Please don’t say ‘I feel like’. The phrase is a sign of a cultural sickening

RASHMEE ROSHAN LALL May 6, 2016

i feel likeWhen Molly Worthen @MollyWorthen suggests we should all stop saying “I feel like”, I feel like it’s time to listen.

Ms Worthen recently wrote an excellent piece on the subject of “vague intuition” in The New York Times’ Sunday Review. She described the “I feel like” school of decision-making as a “broad cultural contagion”.

Ms Worthen should know. She has thought a great deal about reason and decision-making. Her most recent book is Apostles of Reason: The Crisis of Authority in American Evangelicalism. She uses George Orwell’s fulminations on language and thought to explain how the use of the words “I feel like” changes society.

“George Orwell put the point simply. If thought corrupts language, language can also corrupt thought.”

She goes on to say that the phrase “I feel like” speaks volumes “about our muddled ideas about reason, emotion and argument — a muddle that has political consequences.”

The biggest problem is that it stops argument.

It “masquerades”, writes Ms Worthen “as a humble conversational offering, an invitation to share your feelings, too — but the phrase is an absolutist trump card.

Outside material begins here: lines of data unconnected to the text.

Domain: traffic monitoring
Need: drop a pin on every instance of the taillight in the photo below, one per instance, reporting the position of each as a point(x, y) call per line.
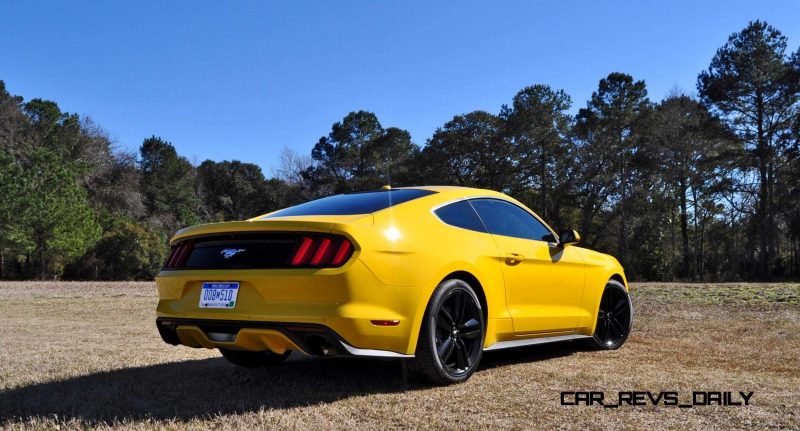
point(321, 252)
point(178, 255)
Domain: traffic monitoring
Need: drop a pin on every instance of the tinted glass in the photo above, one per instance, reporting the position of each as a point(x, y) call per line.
point(461, 214)
point(355, 203)
point(505, 218)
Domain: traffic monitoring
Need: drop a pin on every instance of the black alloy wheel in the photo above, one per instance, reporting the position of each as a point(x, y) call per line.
point(451, 339)
point(614, 317)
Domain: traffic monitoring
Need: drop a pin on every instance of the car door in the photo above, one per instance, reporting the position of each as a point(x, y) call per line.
point(544, 282)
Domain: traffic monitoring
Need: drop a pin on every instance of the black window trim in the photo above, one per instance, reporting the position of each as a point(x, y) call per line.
point(471, 198)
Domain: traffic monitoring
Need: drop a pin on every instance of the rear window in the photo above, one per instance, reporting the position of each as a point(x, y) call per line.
point(354, 203)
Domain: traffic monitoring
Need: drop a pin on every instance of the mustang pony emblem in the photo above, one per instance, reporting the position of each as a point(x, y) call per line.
point(230, 252)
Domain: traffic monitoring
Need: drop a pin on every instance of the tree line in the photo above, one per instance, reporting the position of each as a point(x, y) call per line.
point(699, 187)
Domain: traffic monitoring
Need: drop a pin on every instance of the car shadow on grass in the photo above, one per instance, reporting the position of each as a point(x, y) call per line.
point(207, 387)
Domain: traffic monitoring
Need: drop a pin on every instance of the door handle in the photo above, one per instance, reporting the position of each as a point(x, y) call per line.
point(514, 259)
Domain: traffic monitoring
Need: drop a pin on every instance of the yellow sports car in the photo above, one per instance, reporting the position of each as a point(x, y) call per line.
point(437, 274)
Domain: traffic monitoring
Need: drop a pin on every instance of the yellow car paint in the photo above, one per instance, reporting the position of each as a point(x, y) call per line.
point(529, 289)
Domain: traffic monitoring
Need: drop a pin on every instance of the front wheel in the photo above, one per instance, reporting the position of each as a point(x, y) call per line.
point(248, 359)
point(614, 318)
point(450, 342)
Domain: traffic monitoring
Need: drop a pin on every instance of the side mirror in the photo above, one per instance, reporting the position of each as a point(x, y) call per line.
point(568, 237)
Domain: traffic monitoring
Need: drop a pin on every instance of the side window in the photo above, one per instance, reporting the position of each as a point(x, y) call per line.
point(461, 214)
point(507, 219)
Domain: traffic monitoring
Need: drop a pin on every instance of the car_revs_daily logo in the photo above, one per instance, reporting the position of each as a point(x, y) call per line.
point(663, 398)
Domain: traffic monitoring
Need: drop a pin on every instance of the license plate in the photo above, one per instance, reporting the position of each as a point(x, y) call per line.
point(217, 294)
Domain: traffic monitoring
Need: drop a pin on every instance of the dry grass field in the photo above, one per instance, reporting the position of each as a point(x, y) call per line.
point(87, 355)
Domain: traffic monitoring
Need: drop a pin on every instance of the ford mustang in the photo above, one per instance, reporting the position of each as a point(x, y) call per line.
point(437, 275)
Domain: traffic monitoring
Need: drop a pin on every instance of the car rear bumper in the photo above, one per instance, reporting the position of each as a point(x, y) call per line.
point(311, 339)
point(345, 301)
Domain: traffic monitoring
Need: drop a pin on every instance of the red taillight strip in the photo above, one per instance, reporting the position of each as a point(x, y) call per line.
point(342, 253)
point(301, 255)
point(182, 254)
point(321, 250)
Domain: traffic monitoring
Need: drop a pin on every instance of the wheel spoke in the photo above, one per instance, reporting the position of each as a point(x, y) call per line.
point(448, 319)
point(621, 306)
point(462, 358)
point(471, 324)
point(446, 349)
point(458, 307)
point(441, 324)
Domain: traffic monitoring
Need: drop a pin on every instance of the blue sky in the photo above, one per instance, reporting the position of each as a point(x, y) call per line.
point(241, 80)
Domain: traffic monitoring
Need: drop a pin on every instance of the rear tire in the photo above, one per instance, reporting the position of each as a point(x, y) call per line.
point(614, 318)
point(450, 344)
point(248, 359)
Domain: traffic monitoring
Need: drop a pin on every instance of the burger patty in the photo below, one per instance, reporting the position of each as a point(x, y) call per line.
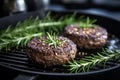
point(88, 38)
point(47, 55)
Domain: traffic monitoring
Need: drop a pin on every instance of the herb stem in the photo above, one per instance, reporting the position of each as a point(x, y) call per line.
point(89, 62)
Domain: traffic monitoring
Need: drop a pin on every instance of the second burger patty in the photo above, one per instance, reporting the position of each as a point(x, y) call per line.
point(47, 55)
point(88, 38)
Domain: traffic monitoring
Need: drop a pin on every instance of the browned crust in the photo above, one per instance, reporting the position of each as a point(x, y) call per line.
point(47, 55)
point(88, 38)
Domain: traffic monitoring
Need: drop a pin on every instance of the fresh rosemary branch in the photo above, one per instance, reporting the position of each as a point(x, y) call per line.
point(10, 37)
point(88, 62)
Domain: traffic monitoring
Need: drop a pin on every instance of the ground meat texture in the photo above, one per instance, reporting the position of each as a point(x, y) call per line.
point(87, 38)
point(46, 55)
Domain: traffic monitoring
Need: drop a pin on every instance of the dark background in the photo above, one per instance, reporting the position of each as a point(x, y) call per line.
point(110, 8)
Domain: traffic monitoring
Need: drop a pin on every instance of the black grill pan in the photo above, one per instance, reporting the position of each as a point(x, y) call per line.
point(17, 60)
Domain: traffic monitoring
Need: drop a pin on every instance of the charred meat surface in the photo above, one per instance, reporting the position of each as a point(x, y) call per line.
point(88, 38)
point(48, 55)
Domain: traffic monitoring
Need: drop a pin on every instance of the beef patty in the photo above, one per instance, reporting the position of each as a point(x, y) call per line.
point(47, 55)
point(88, 38)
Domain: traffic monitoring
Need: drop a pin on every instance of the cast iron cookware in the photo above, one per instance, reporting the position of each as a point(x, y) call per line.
point(17, 60)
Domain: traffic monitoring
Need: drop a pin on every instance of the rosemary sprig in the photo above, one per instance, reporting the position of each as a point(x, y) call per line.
point(88, 62)
point(10, 37)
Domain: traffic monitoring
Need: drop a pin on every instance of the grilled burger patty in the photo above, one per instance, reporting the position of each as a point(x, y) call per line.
point(88, 38)
point(47, 55)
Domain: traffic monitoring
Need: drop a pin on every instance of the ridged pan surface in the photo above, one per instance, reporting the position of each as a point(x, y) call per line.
point(18, 60)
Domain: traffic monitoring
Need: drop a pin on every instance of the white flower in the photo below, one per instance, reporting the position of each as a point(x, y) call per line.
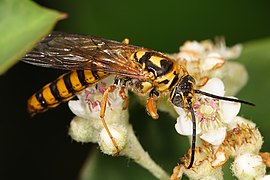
point(87, 126)
point(248, 166)
point(212, 115)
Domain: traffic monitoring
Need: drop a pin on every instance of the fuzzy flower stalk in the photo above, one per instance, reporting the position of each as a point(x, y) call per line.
point(220, 132)
point(87, 126)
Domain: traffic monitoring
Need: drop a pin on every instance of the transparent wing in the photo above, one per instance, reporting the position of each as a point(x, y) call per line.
point(71, 51)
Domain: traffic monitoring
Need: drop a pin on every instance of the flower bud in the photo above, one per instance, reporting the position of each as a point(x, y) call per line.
point(119, 135)
point(248, 166)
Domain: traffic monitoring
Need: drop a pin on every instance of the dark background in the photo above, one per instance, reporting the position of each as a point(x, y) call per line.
point(40, 148)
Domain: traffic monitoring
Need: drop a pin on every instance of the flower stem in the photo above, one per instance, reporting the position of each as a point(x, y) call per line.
point(135, 151)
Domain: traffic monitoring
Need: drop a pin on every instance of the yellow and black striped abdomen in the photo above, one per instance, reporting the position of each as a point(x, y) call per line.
point(63, 89)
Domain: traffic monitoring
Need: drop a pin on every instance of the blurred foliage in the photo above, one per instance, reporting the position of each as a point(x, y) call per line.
point(22, 24)
point(34, 147)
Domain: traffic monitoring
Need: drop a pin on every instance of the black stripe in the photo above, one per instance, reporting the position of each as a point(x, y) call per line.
point(95, 74)
point(67, 82)
point(41, 99)
point(55, 91)
point(81, 77)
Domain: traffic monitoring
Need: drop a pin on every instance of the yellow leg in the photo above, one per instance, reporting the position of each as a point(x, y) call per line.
point(123, 95)
point(151, 105)
point(102, 114)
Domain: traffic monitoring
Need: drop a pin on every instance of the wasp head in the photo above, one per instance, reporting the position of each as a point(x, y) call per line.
point(183, 92)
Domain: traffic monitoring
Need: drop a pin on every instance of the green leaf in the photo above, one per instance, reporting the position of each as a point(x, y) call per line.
point(162, 142)
point(22, 24)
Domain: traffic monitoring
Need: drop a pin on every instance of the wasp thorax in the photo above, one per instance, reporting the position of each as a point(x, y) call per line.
point(183, 92)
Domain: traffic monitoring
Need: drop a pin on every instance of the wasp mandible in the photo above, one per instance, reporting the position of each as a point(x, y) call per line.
point(91, 59)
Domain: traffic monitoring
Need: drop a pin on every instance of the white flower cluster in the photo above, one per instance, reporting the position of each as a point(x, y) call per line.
point(221, 132)
point(87, 126)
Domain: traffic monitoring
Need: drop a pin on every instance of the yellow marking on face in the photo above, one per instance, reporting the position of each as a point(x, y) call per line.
point(140, 54)
point(146, 87)
point(156, 60)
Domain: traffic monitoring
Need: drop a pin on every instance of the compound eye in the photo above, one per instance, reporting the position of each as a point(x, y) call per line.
point(177, 100)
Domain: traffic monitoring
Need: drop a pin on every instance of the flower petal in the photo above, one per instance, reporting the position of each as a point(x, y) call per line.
point(212, 61)
point(184, 126)
point(214, 86)
point(215, 136)
point(229, 110)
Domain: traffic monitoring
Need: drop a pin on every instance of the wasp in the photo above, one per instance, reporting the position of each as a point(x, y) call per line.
point(91, 59)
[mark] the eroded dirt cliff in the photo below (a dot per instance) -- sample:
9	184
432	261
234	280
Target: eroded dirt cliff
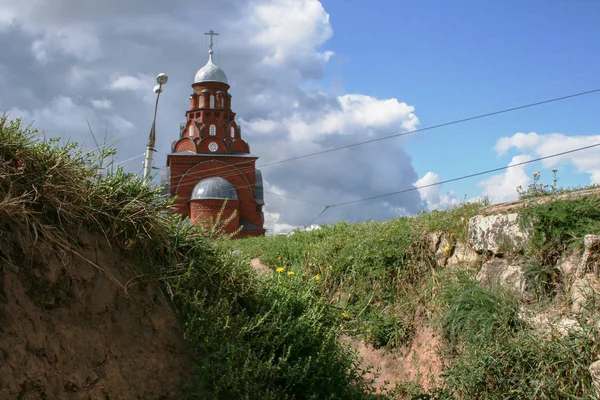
69	330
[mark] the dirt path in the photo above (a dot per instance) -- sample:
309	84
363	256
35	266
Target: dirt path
419	363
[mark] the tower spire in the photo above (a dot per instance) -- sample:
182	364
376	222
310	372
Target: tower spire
211	33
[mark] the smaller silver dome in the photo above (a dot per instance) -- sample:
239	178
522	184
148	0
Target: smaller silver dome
214	188
210	73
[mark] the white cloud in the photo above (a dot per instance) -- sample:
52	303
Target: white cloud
543	145
274	53
102	104
432	195
291	28
128	82
503	187
274	226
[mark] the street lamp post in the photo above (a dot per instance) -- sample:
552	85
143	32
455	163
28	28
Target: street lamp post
161	79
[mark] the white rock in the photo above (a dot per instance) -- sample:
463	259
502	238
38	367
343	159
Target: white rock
567	325
568	266
583	290
499	272
590	258
594	369
496	233
463	254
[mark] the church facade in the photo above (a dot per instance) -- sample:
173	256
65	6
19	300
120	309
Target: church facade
210	165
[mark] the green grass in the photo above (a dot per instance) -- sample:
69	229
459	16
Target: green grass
277	336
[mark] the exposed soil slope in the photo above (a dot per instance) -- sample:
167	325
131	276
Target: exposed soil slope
67	331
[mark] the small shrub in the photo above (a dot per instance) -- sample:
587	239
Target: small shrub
476	314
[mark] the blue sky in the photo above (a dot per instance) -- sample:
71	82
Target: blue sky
458	59
308	75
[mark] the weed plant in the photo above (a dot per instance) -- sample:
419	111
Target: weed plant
252	339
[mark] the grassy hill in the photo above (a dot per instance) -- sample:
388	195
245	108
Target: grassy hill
292	333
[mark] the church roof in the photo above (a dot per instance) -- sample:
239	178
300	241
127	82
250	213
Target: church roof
214	188
210	72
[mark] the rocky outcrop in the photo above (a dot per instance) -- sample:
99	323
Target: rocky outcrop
463	254
496	234
594	370
499	272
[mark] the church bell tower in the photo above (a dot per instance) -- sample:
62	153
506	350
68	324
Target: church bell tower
210	164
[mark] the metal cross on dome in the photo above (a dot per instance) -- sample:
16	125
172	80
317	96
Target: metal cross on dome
211	33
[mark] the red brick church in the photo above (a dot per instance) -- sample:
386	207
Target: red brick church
210	164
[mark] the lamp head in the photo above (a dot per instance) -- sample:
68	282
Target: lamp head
162	78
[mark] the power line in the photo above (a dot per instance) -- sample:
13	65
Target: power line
390	137
504	111
430	127
451	180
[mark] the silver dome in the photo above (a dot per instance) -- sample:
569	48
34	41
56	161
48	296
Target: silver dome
210	73
214	188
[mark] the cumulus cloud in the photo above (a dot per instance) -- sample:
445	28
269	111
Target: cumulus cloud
503	187
431	193
543	145
80	61
102	104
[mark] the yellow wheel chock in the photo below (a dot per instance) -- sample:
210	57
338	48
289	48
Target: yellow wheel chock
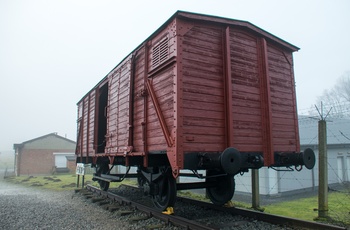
169	211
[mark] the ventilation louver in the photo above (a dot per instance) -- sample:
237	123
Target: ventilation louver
160	52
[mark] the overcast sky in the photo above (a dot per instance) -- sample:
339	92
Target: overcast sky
53	52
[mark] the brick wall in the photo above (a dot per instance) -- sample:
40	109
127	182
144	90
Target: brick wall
36	161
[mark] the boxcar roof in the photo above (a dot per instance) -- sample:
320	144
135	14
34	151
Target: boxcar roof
213	19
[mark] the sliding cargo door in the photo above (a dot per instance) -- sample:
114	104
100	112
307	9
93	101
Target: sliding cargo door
118	110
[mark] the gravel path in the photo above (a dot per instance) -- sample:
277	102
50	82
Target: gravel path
32	208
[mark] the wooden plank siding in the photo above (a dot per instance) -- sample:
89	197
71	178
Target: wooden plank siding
203	99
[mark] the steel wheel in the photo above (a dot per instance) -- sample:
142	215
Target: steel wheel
166	192
224	189
103	169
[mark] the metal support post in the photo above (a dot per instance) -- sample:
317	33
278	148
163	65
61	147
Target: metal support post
255	189
323	170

It halts argument in its tracks.”

Why?

In the words of Jing Chai, a senior at the University of Chicago, who spoke to Ms Worthen, when people cite feelings or personal experience, “you can’t really refute them with logic, because that would imply they didn’t have that experience, or their experience is less valid”.

This has profound effects on democracy and society.

Imagine the following. Someone says “I feel like Donald Trump will be the best politician in the history of America and the world, ever.”

You respond with the same sort of statement, only substituting the name “Hillary Clinton” for “Donald Trump”.

There’s no way either of you can discuss why you think or say this. Your feelings and that of the Donald Trump supporter are individual, supreme in their uniqueness and valid for those reasons. You aren’t disagreeing, using logic, facts and argument. You are simply not engaging with each other. This hurts democracy – just look at America’s gridlocked Congress.

For democracy, as Ms Worthen writes, “is premised on civilized conflict. The greatest advance of the modern age has been our ability to argue about society’s most pressing questions without resorting to physical violence (most of the time). Yet the growing tyranny of feelings in the way Americans talk — about everything from how to fund public education to which presidential candidate to support — exerts a subtler kind of coercion on the public sphere.”

In a sense, “I feel like” is a self-obsessed exaltation of the self, a refusal to engage with other people’s opinions or even the facts.